Deep Convolutional Neural Networks have pushed the state-of-the art for semantic segmentation provided that a large amount of images together with pixel-wise annotations is available. Data collection is expensive and a solution to alleviate it is to use transfer learning. This reduces the amount of annotated data required for the network training but it does not get rid of this heavy processing step. We propose a method of transfer learning without annotations on the target task for datasets with redundant content and distinct pixel distributions. Our method takes advantage of the approximate content alignment of the images between two datasets when the approximation error prevents the reuse of annotation from one dataset to another. Given the annotations for only one dataset, we train a first network in a supervised manner.

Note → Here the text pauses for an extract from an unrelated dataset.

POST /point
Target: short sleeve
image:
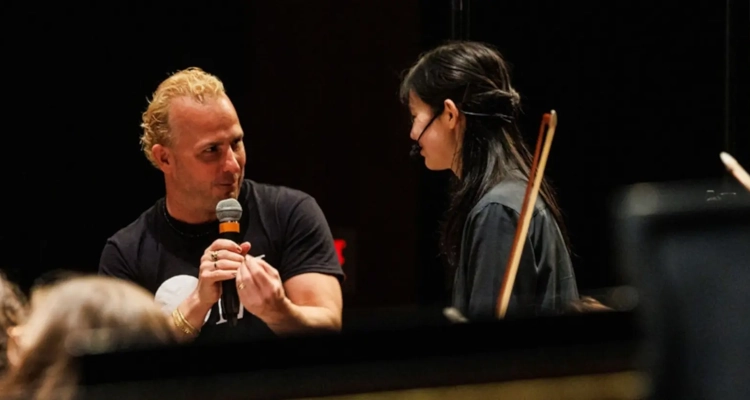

This network autonomously learns to generate deep data representations relevant to the semantic segmentation. Then the images in the new dataset, we train a new network to generate a deep data representation that matches the one from the first network on the previous dataset. The training consists in a regression between feature maps and does not require any annotations on the new dataset. We show that this method reaches performances similar to a classic transfer learning on the PASCAL VOC dataset with synthetic transformations.